January 21, 2019 GMT

GREENWICH — For a classroom activity on jobs in the community, Zoe Jean, a second-grader at Julian Curtiss School, drew a dentist.

A few years ago, she would have used crayons and paper and the drawing would have gone home in a folder. But Zoe researched the career on her iPad, and then drew a dentist and recorded herself explaining her work in an app called Seesaw.

But the coolest part, she said, is that she can send her videos to other people.

“Your parents can see it and they can be proud of you,” Zoe said.

As classrooms transition more in-class work to digital devices, teachers needed a way to send that work home. The Seesaw app, which lets parents see and comment on assignments, filled the communication gap.


The second-grade teachers of Julian Curtiss have piloted Seesaw in their classrooms for the 2018-19 school year, and say they have watched their students’ speaking abilities improve, seen shy kids grow in confidence, and strengthened their relationships with parents.

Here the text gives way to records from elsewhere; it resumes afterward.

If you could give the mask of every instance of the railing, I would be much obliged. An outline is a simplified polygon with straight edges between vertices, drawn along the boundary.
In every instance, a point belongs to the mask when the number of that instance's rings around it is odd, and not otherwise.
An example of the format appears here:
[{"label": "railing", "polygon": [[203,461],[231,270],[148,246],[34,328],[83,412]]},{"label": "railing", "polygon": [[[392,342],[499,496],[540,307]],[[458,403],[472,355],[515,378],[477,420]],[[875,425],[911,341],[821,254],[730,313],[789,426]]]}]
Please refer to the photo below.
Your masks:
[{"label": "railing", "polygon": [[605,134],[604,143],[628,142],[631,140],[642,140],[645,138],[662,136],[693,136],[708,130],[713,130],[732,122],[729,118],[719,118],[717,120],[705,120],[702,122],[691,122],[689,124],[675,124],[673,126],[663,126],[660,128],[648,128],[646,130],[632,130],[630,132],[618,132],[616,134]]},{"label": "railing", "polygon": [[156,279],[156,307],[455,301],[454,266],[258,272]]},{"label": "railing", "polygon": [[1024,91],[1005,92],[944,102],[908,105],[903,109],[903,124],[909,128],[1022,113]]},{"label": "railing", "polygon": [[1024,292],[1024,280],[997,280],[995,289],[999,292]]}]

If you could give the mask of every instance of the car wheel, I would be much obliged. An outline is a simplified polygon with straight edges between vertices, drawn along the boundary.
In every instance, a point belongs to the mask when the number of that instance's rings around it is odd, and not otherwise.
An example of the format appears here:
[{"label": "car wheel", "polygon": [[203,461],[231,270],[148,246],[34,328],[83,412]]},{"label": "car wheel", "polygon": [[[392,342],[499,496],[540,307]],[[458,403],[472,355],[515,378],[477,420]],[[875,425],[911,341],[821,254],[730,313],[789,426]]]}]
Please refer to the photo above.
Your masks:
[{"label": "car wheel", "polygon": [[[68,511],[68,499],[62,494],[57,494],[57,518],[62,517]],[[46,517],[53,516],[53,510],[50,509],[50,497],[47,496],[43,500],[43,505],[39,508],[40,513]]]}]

“The feedback has been amazing,” teacher Keren Brown said. “It gives parents talking points when their kids come home. … And (the kids) are so excited they’ll talk to you for an hour about their videos.”

It is nice for students to see their parents comment on their work, fellow teacher Samantha Shuster said. A few of her students have their grandparents, aunts and uncles commenting, too, she said.

“It’s just a different way of sending home work,” Shuster said. “They used to see work in the folder, but now they’re seeing it digitally.”

Two of Jessie Bennett’s three children are in classes that use Seesaw.

“The kids love when you comment on their work or videos, and I love to see the digital devices being used as such great tools for learning and sharing,” she said. “The older they get, the more they enjoy the comments and feedback parents can leave for them as well.”

Parents get better insights into their children’s growth, McGuire said.

“It’s more meaningful than sending home a unit test or a piece of paper,” she said. “They actually see their child doing the work, and explaining it.”

Over time, the videos form a portfolio that is organized by subject matter.

Dana Parsons’ students speak much better now than they did at the beginning of the year, she said.

“With a lot of the kids who are more reserved and quiet, and wouldn’t want to do this in front of the class, when they’re making their video, they’re talking loud, and holding themselves up,” Parsons said. “They’re a different person in front of the camera.”


Families who do not currently have Internet access can be provided with a hotspot that is able to serve the student’s iPad, Shuster said. Second- through fifth-grade students are able to bring home their devices in order to share work with families.

For families who do not speak English, directions in their native languages are sent home with students, she said.

The app has changed how Brown, Shuster and Parsons teach, and how they talk to parents.

“It’s changed everything that we’ve done, especially feedback with the parents,” Brown said. “It’s made a great relationship. It’s made our relationships so much stronger.”

During a recent school day, Johana Diaz was excited about showing her drawing of a veterinarian holding a dog to her mom.

The second-grader said her mom likes seeing her work “because I work so hard.”

“She always gives me a hug,” Diaz said. “She likes how I always try my best.”